It's not like a regular junior developer, it's much worse.

  • And yet it got the job and lots of would be juniors didn’t, and it seems to be costing the company more in compute and senior dev handholding. Nice work silicon valley.

> That said, I really don't see how it could meaningfully replace an intern however

And even if it could, how do you get senior devs without junior devs? ^^

  • What is making it difficult for Junior devs to be hired is not AI. That is a diversion.

    The raise in interest rates a couple of years ago triggered many layoffs in the industry. When that happens salaries are squeezed. Experienced people work for less, and juniors have trouble finding job because they are now competing against people with plenty of experience.

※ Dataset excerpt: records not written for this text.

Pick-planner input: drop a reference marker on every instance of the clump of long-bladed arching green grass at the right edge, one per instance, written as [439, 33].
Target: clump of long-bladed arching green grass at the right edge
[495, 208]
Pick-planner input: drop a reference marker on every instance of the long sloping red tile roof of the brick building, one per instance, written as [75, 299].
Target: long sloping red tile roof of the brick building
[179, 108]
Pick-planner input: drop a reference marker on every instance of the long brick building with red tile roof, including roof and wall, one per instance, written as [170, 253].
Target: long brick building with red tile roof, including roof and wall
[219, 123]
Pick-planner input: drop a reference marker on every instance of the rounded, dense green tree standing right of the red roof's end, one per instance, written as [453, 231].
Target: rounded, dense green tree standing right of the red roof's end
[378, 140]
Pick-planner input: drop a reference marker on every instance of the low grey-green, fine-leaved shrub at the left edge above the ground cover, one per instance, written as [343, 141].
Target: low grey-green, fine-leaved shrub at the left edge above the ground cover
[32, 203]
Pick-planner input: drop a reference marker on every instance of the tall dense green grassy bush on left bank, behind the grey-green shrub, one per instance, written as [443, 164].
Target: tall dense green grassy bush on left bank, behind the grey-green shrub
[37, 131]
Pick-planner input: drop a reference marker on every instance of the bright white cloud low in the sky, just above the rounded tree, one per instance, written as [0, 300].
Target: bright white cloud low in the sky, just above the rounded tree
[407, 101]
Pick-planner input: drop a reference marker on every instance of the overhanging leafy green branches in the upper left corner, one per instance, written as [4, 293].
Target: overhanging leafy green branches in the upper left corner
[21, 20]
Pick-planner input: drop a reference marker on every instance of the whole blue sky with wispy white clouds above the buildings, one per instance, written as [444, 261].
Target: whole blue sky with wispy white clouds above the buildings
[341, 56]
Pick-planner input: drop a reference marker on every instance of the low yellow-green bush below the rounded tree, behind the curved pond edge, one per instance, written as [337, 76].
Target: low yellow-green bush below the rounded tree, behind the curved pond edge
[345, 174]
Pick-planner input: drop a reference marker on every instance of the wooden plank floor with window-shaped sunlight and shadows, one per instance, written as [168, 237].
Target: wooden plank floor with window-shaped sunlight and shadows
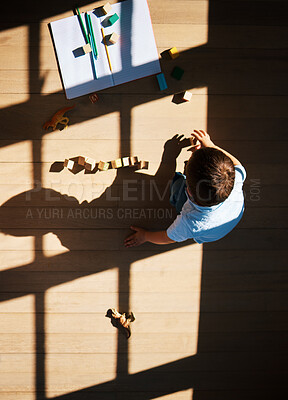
[211, 321]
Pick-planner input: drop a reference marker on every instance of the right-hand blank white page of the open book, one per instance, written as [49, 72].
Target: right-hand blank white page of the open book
[135, 54]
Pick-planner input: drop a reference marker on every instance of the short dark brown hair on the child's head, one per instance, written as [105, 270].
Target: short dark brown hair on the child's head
[210, 176]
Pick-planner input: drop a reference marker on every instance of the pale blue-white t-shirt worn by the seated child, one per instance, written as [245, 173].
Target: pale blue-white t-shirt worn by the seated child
[207, 224]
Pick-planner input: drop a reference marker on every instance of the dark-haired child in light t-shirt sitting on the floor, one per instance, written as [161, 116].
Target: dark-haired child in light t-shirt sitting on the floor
[209, 199]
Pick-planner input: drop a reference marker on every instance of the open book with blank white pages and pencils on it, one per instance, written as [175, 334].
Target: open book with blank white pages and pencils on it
[132, 57]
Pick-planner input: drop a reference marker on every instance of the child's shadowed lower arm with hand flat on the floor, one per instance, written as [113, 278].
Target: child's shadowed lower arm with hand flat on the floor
[142, 235]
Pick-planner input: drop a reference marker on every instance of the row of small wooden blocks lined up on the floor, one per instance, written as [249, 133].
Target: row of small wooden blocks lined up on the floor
[90, 164]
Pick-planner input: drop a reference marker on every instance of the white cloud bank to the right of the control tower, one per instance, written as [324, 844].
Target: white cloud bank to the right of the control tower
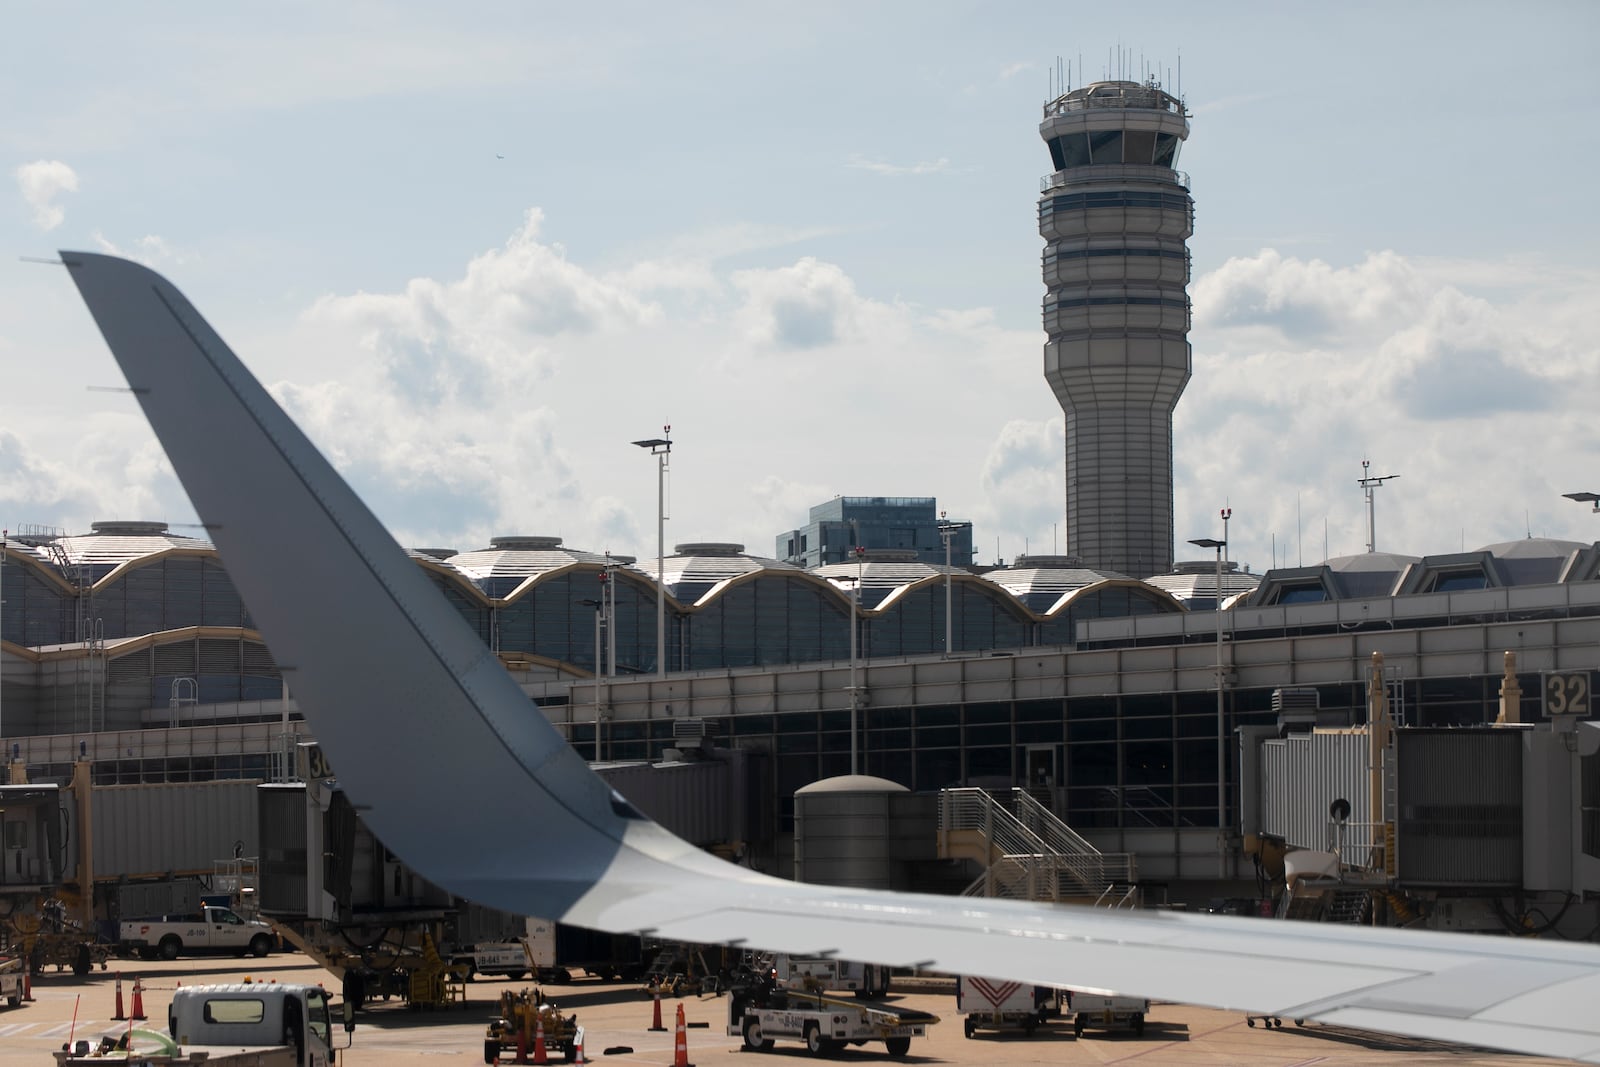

  • Simple, there are always people who are intentionally using the hard way. There is a community programming old 16-bit machines for example, which are much harder than modern tools. Or someone learning assembly language "just for fun".

    Some of those (or similar) people will actually learn new stuff and become senior devs. Yes, there will be much fewer of them, so they'll command a higher salary, and they will deliver amazing stuff. The rest, who spend their entire carrier being AI handlers, will never raise above junior/mid level.

    (Well, either that or people who cannot program by themselves will get promoted anyway, the software will get more bugs and less features, and things will be generally worse for both consumers and programmers... but I prefer not to think about this option)

> It's like you have a senior phd level intelligence developer except they don't even read what you're telling them, and have 0 agency to understand what they're actually doing.

Is that better?

Did you miss the "except" in his sentence? He was making the point this is worse than junior devs for all reasons listed.